Death and the Maiden
Review by Mike Finkelstein
Entering into the second book in the "Johnathan Barrett, Gentleman Vampire" series, Death and the Maiden, I had hopes that the series would pick up its action and start delivering a more focused story. I had my qualms with the first book, Red Death, largely due to its pace and its unfocused plot, but all of that could be attributed to Elrod taking her time setting up not only our protagonists life before turning into a vampire but then following him for his first forays into undead-ness. Now that he's actually a vampire, one would surmise, it should be time for this second book to pick up the pace.
Unfortunately, Death and the Maiden never actually rises to the occasion. Much like the first book this sequel focuses on Johnathan Barrett and his continuing life (really, unlife) on Long Island of the mid-1770s. Although the Revolutionary War is really starting to pick up on the mainland, Barrett, his family, and the whole town are still largely removed from the adventure just on the horizon. It serves as color for the background but it still has yet to feel like the war is every going to come for our hero. And without that it's hard to say there's any really direction for the novel to go. Two books in and mostly we just watch Barrett as he focuses on the "gentleman" part of his "Gentleman Vampire" descriptor. The books, and the readers, need more.

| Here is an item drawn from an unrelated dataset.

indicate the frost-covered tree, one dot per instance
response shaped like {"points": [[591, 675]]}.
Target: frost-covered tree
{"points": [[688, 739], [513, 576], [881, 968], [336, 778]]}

This book picks up shortly after the end of the last. Barret has now been a vampire for a few months and has learned to enjoy his newfound powers. Sure, things aren't entirely ease for a vampire of leisure -- his mother is still an absolute wretch, the British are still occupying Long Island, and there are still bandit raids among the farms of this quiet hamlet -- but there generally isn't much for a vampire of means to do. Barrett spends his nights flying around as fog, visiting a rather comely whore, and waiting for word from his creator, Nora, to let him know she's okay.
Things do change slightly when his sister, Elizabeth, falls for a handsome young gentleman. The man, a Lord from England here on a visit with his sister and trapped on Long Island due to the war, shakes up matters in the house. Now, suddenly, Johnathan is facing a long life without his sister at his side as she is courted by the Lord. Although happy for his sister, he would miss her company. Plus, there's something off about the Lord, something he just can't place, and it could spell doom for his sister's happy new life.
To put it bluntly, Death and the Maiden is a slow book. While things do happen -- bandits attack one farm here, are seen there, attack Johnathan one time later on -- much of the book is taken up with the mundanities of the rich on Long Island. In contrast to the "Vampire Files" books, where hero Flemming very often gets stuck having to run from one disaster to another for days on end, Barrett has a much simpler time, studying the intrigues of nobility while he idles away his days.
It might be interesting if Barrett were at all interested in being a powerful vampire who actually did vampiric things, like maybe taking over Long Island and sending the British away, or perhaps using his vampire powers to fight for one side (or the other) in the war. Barrett, though, seems squeamish to use his powers in any way, good or bad, that might get noticed. So he flies quietly under the cover of darkness, he hardly every uses his mind control powers, and he either feeds on animals or the comely whore in town, and that's it. he could, frankly, not be a vampire at all and the structure of the story wouldn't change drastically either way.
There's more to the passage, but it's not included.